Have you used OpenAI’s ChatGPT or Google’s Gemini or Microsoft’s Co-pilot?
Are you concerned about sending your data to these cloud-based LLM models? Are concerned about data privacy and security, but want to leverage the power of LLM models?
Wait, have you thought of hosting a copy of LLM model on your server, so you are in charge of the data?
Yes, privately hosted LLM on your server is your answer.
Having a private chatbot offers increased data security and customization compared to cloud-based solutions. However, it also requires some technical expertise.
This guide will walk you through implementing and deploying your own private conversational chatbot powered by Llama3 LLM model, an open-source LLM model by Meta, on your server.
Pre-requisites
Hardware Requirements
CPU: Modern CPU with at least 8 cores is recommended for efficient backend operations and data preprocessing.
GPU: One or more powerful GPUs, preferably Nvidia with CUDA architecture, recommended for model training and inference. RTX 3000 series or higher is ideal.
RAM: Minimum 16 GB for 8B model and 32 GB or more for 70B model.
Software Requirements
Operating System: Compatible with Linux and Windows operating systems. For this guide, we will be using Ubuntu 20.04.
Software Dependencies:
Python: Recent versions, typically Python 3.7 or higher, to ensure compatibility with all necessary libraries. For this guide, we will be using Python3.11.
Setup environment
Creating a virtual environment in your project directory:
python3.11 -m venv llama3_env
Activate the virtual environment.
source .llama3_env/bin/activate
Download Llama3 models
You can either download llama3 model from Meta or from HuggingFace website.
There are two formats of the model available:
native llama3 format
transformers format
There are different models to choose from for Llama3: (make a table)

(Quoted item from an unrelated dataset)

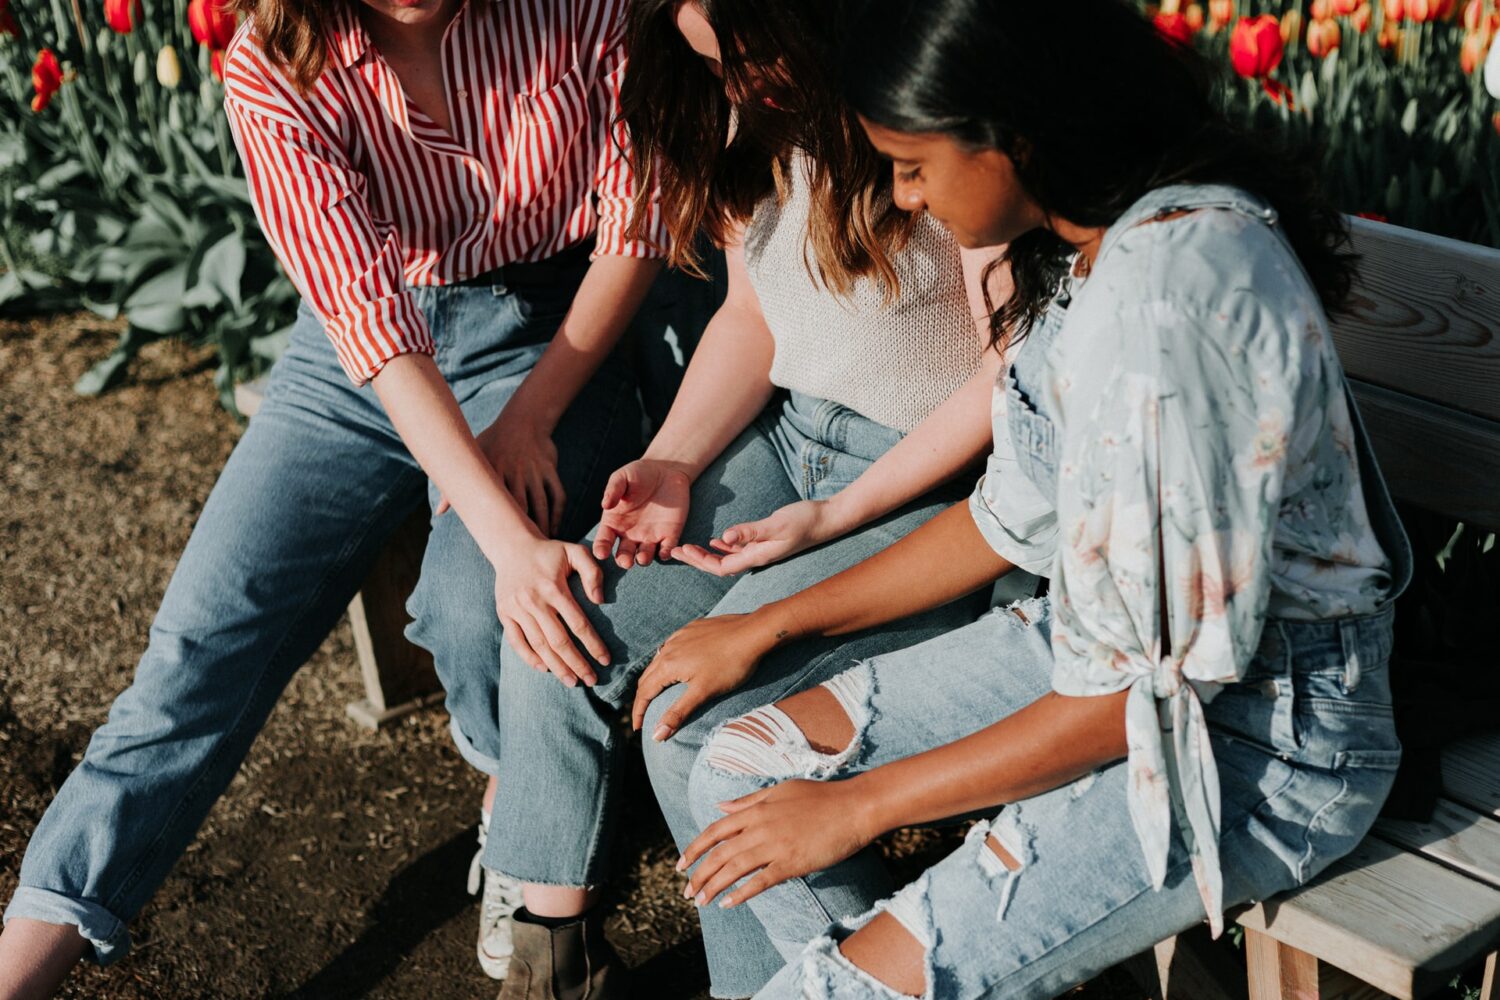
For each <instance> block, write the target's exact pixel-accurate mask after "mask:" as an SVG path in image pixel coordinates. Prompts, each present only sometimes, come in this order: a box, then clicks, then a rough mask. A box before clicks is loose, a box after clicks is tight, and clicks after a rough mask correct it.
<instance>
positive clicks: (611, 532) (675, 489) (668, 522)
mask: <svg viewBox="0 0 1500 1000" xmlns="http://www.w3.org/2000/svg"><path fill="white" fill-rule="evenodd" d="M691 489H693V478H691V477H690V475H688V474H687V471H685V469H682V468H681V466H679V465H676V463H672V462H660V460H655V459H637V460H636V462H631V463H630V465H625V466H622V468H619V469H618V471H616V472H615V474H613V475H610V477H609V484H607V486H606V487H604V499H603V504H601V507H603V508H604V513H603V516H601V517H600V522H598V534H597V535H595V537H594V558H595V559H607V558H609V556H610V553H613V555H615V565H618V567H619V568H621V570H628V568H630V565H631V564H634V565H649V564H651V559H654V558H657V555H658V553H660V555H661V556H663V558H666V556H667V553H670V552H672V549H675V547H676V543H678V541H679V540H681V537H682V525H685V523H687V507H688V502H690V499H691ZM616 546H618V547H616Z"/></svg>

Llama3-8b: The base 8 billion parameter model.
Llama3-8b-instruct: The 8 billion parameter model that has been fine-tuned for instruction-following and dialogue use cases.
Llama3-70b: The base 70 billion parameter model.
Llama3-70b-instruct: The 70 billion parameter model that has been fine-tuned for instruction-following and dialogue use cases.
Llama Guard 2: A separate model that has been fine-tuned on the Llama3-8b model to classify inputs and outputs for safety and content moderation.
For this guide, we will be using the Llama3-8B-Instruct model version to use with transformers format and we will download it from HuggingFace website.
Install hugging-face cli
pip install huggingface-hub
Download from HuggingFace
Visit this URL: https://huggingface.co/meta-llama/Meta-Llama-3-8B
Submit download request. Once the request is approved you can start the download.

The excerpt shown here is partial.